И даже тем, кто ненавидит Русь,

Нужны знамёна русского народа…

Митя даже вскочил.

— Умри, Денис!.. Слава Богу, наконец-то появился у нас и после Коли Рубцова настоящий поэт!

И тут же Митя спохватился:

— Стоп! Вру! Ты, Вадя, тоже — поэт! Я тебе давно это говорю…

— Да хватит тебе, — махнул я культёй, — не криви фибрами — до Турапина мне никогда не допрыгнуть.

— Что ж, — после мучительного (для меня) раздумья согласился Митя. — Наверно, это так. Но и ты здорово пишешь. В Баранове сильнее тебя поэта нет…

— Ну, хватит! — уже без улыбки оборвал я. — Что ты меня — за пацана держишь? Я как эти стихи почитал, так сразу и решил: кончено! Больше не буду бумагу переводить — хватит!

Митя сел снова на пол, кинулся было меня переубеждать, но я прервал:

— Всё! Давай ещё по одной да будем, наверное, заканчивать. Праздник праздником, но и дела есть. Не обижайся, Мить!

— Я не обижаюсь, — пьяно обиделся Митя.

— Нет, правда, не обижайся, — хлопнул я его по плечу рукой. — Я одно дельце трудное и опасное обдумываю, мне скоро твоя помощь понадобится. Подмогнёшь?

— Какой разговор! — браво встрепенулся Митя. — Чтоб сибиряк сибиряку не помог!

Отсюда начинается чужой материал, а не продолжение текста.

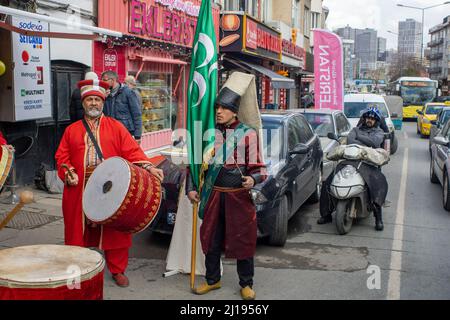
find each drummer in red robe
[186,72,266,300]
[0,131,6,146]
[0,131,14,152]
[55,80,163,287]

Он зачем-то, видать для торжественности, снова встал и, покачиваясь, провозгласил тост:

— За Сибирь, коей могущество России прирастать будет — ура!

И он молодецки хлопнул почти полный стакан забугорной водки. Я вдруг тоже встал и выпил стоя. Мы с Митей — заводские. Он родился в Нерчинском Заводе, я — в Александровском Заводе: есть такие райцентры за Байкалом, в области Читинской. Мы с Митей не могли не сойтись, не сдружиться, встретившись по воле судеб в чернозёмном городе Баранове за тыщи вёрст от Забайкалья.

Митя вдруг осовел вконец и с пьяным упорством вздумал допытываться: что у меня за проблемы, что за помощь мне понадобится? Он даже заплакал, заскрипел зубами:

— Одни мы, Вадя! Одни!.. Гибнет Россия!.. И даже тем, кто н-н-ненави-и-идит Русь!.. Во как сказано! Пробьёмся, Вадя!..

По идее надо было укладывать Митю спать, но…

Вот именно — но: Марфу его я боялся пошибче, чем Михеича с его шакалами. Она, конечно, уже и домой названивала, и в мастерскую, ища поднадзорного муженька. Вот-вот и ко мне вздумает позвонить и тогда страшно представить себе дальнейшее. Марфа-то — не забайкальская, Марфа самая что ни на есть — барановская, баба без всяких понятий о бескорыстной земляческой дружбе. А ещё вдруг заявится самолично? А кулаки у неё — с гениальную Митину голову каждый.

— Митя, — приподнял я его и встряхнул одной рукой, — Митя, о делах потом погутарим, по трезвянке. А сейчас давай-ка на автопилоте домой: вот-вот обед, и твоя Марфа Анпиловна уже на полпути к дому.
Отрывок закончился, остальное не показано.